Large Language Models in Argument Mining: A Survey
Hao Li, Viktor Schlegel, Yizheng Sun, Riza Batista-Navarro, Goran Nenadic
TL;DR
This survey synthesises Argument Mining (AM) in the era of Large Language Models (LLMs), reframing AM as an interdependent system where prompts, retrieval, and reasoning reshape tasks, data, and evaluation. It documents the shift from task-specific datasets to integrated corpora, outlines LLM-assisted creation, and analyses architectural patterns such as instruction tuning and retrieval-augmented generation. Key contributions include a consolidated dataset landscape, reconceptualised task formulations with modern evaluation paradigms, and a forward-looking research agenda addressing long-context reasoning, multimodal/multilingual robustness, and bias auditing. The work highlights both opportunities and risks—cost, provenance, bias, and evaluation circularity—arguing for interpretable, human-centred, and theory-grounded AM that scales to real-world argumentative domains. Overall, the paper charts a roadmap for robust, transparent, and scalable LLM-driven computational argumentation.
Abstract
Large Language Models (LLMs) have fundamentally reshaped Argument Mining (AM), shifting it from a pipeline of supervised, task-specific classifiers to a spectrum of prompt-driven, retrieval-augmented, and reasoning-oriented paradigms. Yet existing surveys largely predate this transition, leaving unclear how LLMs alter task formulations, dataset design, evaluation methodology, and the theoretical foundations of computational argumentation. In this survey, we synthesise research and provide the first unified account of AM in the LLM era.

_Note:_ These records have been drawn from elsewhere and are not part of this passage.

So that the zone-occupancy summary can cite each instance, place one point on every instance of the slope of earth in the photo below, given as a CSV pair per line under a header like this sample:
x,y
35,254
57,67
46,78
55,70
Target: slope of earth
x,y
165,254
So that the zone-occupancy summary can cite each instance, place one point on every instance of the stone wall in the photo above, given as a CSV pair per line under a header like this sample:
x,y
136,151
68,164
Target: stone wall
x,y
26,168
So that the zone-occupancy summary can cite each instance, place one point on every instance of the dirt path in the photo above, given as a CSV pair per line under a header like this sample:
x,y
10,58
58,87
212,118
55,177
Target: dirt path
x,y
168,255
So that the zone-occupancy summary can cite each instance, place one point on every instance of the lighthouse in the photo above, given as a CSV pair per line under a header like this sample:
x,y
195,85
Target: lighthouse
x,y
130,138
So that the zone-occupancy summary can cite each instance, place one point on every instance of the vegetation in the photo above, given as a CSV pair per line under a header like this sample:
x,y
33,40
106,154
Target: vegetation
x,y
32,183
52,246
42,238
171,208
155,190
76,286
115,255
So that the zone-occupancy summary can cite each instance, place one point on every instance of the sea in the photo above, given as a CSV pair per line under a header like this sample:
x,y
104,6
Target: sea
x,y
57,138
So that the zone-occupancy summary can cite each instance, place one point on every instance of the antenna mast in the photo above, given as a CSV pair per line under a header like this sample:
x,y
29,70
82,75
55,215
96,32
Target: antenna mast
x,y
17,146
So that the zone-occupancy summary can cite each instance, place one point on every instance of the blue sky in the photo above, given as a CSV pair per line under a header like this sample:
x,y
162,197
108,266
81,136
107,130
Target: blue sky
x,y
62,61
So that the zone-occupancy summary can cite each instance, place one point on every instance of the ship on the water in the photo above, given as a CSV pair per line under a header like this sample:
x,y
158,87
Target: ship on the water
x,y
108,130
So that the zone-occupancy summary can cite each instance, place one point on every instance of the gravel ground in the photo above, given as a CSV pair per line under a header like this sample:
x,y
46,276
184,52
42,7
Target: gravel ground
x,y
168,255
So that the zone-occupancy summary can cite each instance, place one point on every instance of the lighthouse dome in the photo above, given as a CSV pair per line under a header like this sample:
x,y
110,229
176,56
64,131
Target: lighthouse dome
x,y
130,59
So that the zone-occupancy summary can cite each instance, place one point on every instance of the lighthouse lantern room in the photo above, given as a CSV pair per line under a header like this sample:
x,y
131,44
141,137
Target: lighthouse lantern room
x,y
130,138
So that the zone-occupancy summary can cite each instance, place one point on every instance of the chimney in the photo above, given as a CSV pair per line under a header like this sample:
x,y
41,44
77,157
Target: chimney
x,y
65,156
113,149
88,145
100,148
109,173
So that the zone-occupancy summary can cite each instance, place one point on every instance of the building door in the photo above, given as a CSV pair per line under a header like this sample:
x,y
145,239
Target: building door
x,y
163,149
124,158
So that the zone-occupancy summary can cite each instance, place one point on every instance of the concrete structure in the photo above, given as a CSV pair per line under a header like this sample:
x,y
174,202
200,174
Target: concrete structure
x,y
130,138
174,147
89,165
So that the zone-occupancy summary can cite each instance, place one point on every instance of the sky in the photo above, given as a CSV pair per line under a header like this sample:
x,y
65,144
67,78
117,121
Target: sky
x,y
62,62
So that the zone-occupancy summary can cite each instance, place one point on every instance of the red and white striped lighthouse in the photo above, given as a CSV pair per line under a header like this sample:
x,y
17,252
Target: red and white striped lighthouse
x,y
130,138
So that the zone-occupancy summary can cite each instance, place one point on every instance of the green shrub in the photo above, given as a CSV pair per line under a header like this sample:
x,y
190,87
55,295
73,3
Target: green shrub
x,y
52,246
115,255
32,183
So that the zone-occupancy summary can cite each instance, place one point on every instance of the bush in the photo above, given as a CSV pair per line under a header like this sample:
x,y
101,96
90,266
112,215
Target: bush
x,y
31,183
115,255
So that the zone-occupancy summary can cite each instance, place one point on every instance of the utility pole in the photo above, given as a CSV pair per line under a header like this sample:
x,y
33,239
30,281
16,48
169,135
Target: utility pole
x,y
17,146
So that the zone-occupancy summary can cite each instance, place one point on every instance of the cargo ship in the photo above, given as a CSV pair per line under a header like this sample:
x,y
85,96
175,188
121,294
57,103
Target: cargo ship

We revisit canonical AM subtasks, i.e., claim and evidence detection, relation prediction, stance classification, argument quality assessment, and argumentative summarisation, and show how prompting, chain-of-thought reasoning, and in-context learning blur traditional task boundaries. We catalogue the rapid evolution of resources, including integrated multi-layer corpora and LLM-assisted annotation pipelines that introduce new opportunities as well as risks of bias and evaluation circularity. Building on this mapping, we identify emerging architectural patterns across LLM-based AM systems and consolidate evaluation practices spanning component-level accuracy, soft-label quality assessment, and LLM-judge reliability. Finally, we outline persistent challenges, including long-context reasoning, multimodal and multilingual robustness, interpretability, and cost-efficient deployment, and propose a forward-looking research agenda for LLM-driven computational argumentation.